My tour group—roughly divided between wide-eyed musicians ogling guitars and wide-eyed woodworkers ogling tools—enjoyed an intimate look at the facility’s many processing areas, including the acclimating room (where floor-to-ceiling stacks of wood reach optimal moisture content), the mill room (where we watched a former aerospace engineer direct a digital cutting machine to carve out a guitar body), the bracing and neck areas (where we could see the instruments start to take shape), and the finishing and buffing areas (where employees create luminous sunbursts and other specialized patterns).

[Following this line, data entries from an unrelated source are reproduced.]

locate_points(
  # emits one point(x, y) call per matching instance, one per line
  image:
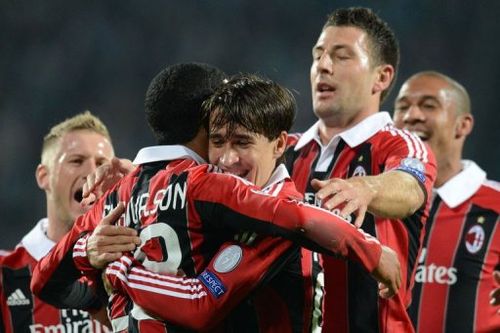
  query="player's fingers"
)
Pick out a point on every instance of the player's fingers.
point(115, 248)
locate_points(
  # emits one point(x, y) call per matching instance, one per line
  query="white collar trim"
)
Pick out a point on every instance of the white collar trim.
point(353, 136)
point(36, 241)
point(166, 153)
point(463, 185)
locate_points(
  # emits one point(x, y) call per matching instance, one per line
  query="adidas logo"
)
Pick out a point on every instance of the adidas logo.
point(17, 298)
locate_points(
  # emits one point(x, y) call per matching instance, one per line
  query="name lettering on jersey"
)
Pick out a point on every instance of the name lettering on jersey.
point(171, 198)
point(213, 284)
point(433, 273)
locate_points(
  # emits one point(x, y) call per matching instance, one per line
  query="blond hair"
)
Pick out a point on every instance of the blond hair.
point(82, 121)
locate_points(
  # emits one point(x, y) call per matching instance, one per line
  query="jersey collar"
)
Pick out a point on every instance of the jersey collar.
point(463, 185)
point(353, 136)
point(166, 153)
point(279, 174)
point(36, 241)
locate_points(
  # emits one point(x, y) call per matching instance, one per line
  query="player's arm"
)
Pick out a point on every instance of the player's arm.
point(240, 207)
point(201, 302)
point(396, 193)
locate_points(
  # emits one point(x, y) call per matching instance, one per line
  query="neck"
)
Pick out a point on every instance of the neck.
point(448, 167)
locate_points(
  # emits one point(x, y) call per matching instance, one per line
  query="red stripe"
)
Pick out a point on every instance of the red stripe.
point(441, 248)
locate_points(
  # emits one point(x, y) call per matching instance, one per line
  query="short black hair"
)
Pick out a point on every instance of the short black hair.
point(384, 45)
point(174, 98)
point(257, 104)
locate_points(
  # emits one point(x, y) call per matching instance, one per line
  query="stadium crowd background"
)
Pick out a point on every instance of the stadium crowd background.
point(58, 58)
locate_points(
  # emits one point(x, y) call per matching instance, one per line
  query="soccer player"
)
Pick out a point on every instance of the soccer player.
point(71, 150)
point(362, 163)
point(188, 210)
point(461, 247)
point(244, 142)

As we proceeded from area to area, our guide pointed out founder Bill Collings’ many guitar-making innovations-such as the contraption that uses heat and moisture to bend wood for the body shapes-and showed us qins of “mistakes,” where tiny flaws destined certain parts for the “boneyard.”

Such is the attention to artistry here that it’s a stretch to call the place a factory. “What did you make before you made guitars?” I asked one luthier. “Houses,” he replied with a smile. “And music.”

Blue Bell Creameries, Brenham
“Brenham—Ice Cream Capital of Texas” proclaims the giant sign at the corner of US 290 and FM 577, which becomes Blue Bell Road, home to Blue Bell
Creameries. The tour begins in a small projection room with a brief, humorous video depicting the history of Blue Bell, founded in 1907 as the Brenham  Creamery Company. Afterward, a guide leads visitors upstairs to watch cream transform into frozen confections. Tour-goers peer through large, glass windows that overlook the various processing areas. Stainless steel vats and chutes crank out the chilly treats into paper tubs, which are loaded into boxes headed for the freezer.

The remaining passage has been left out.